Das härteste Thema setzt die WELT. "Zehn Tage unter Kinderquälern" ist ein "Selbstversuch" von Elmar Krekeler überschrieben:
"Zurzeit laufen im Fernsehen erstaunlich viele Krimis über Kindesmissbrauch. Einer der geradezu natürlichen Defekte, die einem zuwachsen, wenn man Kinder hat ist ja eine Art natürlicher Traumaschutzmechanismus. Sobald sich sichtbare, gezeigte Gewalt ... gegen Kinder richtet, will man fliehen. So verständlich dieser Reflex ist, so falsch ist er natürlich auch. Weil er genau jenen Vertuschungmechanismen Vorschub leistet, die dazu führen, dass Missbrauchsskandale Jahrzehnte brauchen, bis sie halbwegs aufgeklärt werden. Warum muss man das zeigen?"
Fragt Krekeler, und weiter:
"Weil es nötig ist. Weil alles, was den Druck erhöht, gut ist. Druck auf die Täter, dass sie sich nicht zu sicher sein sollten. (...) Druck vor allem aber auch auf alle an der Aufklärung und der juristischen Verfolgung Beteiligten. Dass sie nicht nachlassen in der Aufklärung, sich nicht von einer viel zu laxen Rechtsprechung davon abhalten zu lassen, nach der Besitz kinderpornografischen Materials geringer bestraft wird als einfacher Diebstahl."
"Ich will überhaupt nichts – ich bin Journalist"
Vor den schockierenden Details dieses "Selbstversuchs" müsste man eigentlich verstummen. Der Aufruf ist vielleicht die wichtigste Botschaft des Feuilleton-Tages.
Der bietet sonst viel von Journalisten über Journalisten. Über Anne Will zum Beispiel. "Als Talkmeisterin am Sonntagabend bekomme man es immer "voll auf die Fresse", zitiert Holger Schmale die Moderatorin in der BERLINER ZEITUNG, um hinzuzufügen:
"Wahrscheinlich fühlt sie sich nach der ersten Sendung bestätigt."
Hans Hoff erzählt in der SÜDDEUTSCHEN:
"Rasch gab sie ab an Kanzleramtsminister Peter Altmaier, der streckenweise wirkte, als sei er der Moderator. Er redete los und hörte nicht mehr auf."

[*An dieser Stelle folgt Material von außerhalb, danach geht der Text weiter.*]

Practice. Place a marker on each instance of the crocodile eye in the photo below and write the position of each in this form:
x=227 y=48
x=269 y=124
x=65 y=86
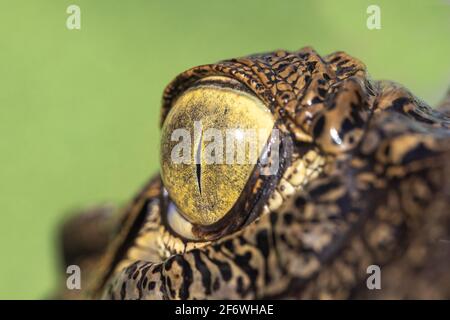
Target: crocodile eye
x=211 y=141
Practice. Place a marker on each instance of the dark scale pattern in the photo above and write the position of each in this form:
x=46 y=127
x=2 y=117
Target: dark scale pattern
x=382 y=199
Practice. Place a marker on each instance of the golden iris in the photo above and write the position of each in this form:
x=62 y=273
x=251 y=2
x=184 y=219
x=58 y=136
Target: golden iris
x=211 y=139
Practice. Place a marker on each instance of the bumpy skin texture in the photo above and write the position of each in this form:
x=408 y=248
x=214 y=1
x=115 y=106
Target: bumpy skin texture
x=382 y=197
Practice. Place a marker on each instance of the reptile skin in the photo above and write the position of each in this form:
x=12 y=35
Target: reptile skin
x=364 y=180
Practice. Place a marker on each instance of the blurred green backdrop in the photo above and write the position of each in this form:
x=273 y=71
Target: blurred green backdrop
x=79 y=108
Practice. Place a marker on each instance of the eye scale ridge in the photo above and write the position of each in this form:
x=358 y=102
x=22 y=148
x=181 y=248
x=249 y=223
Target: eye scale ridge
x=363 y=180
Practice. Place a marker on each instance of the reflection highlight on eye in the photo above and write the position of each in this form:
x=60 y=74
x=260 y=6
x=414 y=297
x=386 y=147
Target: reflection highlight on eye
x=229 y=129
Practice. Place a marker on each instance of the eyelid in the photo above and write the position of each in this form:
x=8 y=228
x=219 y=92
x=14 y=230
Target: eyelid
x=179 y=224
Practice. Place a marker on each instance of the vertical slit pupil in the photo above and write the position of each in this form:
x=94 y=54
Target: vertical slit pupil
x=198 y=166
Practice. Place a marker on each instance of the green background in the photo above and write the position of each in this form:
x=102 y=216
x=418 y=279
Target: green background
x=79 y=109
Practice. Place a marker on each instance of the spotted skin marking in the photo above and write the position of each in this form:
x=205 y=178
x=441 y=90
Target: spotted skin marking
x=367 y=182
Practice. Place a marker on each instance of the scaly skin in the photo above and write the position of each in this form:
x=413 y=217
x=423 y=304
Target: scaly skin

Ein paar Sätze durfte demnach immerhin auch Stefan Aust noch sagen, unter anderem diesen:
"Ich will überhaupt nichts – ich bin Journalist."
Männer fürs Harte
Dass das die Voraussetzung fürs Journalist-Sein ist, konnte wiederum Sean Penn nicht wissen, schließlich ist der nur "Hobbyjournalist" (die SÜDDEUTSCHE über Sean Penn), beziehungsweise "experimenteller Journalist" (Sean Penn über Sean Penn). Und so konnte es passieren, dass er etwas wollte, als er Drogenboss Joaquín 'El Chapó´ Guzmán interviewte, wie Hakan Taniuverdi in der SÜDDEUTSCHEN weiß. Penn "habe versucht, den Lesern eine Person vorzustellen, an die man nicht so einfach herankomme, um anschließend über das Drogenproblem zu reden. Dass das nicht geklappt habe, zeige für ihn, wie schlecht es um den Journalismus in den USA bestellt sei."
Das erkennt man auch daran, dass amerikanische Journalisten wahre Helden nicht würdigen. Also versucht es Björn Hayer in der NZZ mit der Ehrenrettung von zwei großen Verkannten:
"Sie sind Ikonen hinter vorgehaltener Hand, Männer fürs Harte, für die zumindest in der Öffentlichkeit nur wenige Lobreden anstimmen würden. Dabei sind Sylvester Stallone und Arnold Schwarzenegger ... mit ihren markigen Figuren stilbildend. Was immer ihre wuchtigen Hände anfassen, beugt sich ihrer Kraft. In jedem Griff spürt man Bizeps und Entschlossenheit."
Das sind eben keine Journalisten. Die wollen was. Und nehmen es dafür in Kauf, auch mal voll was auf die Fresse zu kriegen.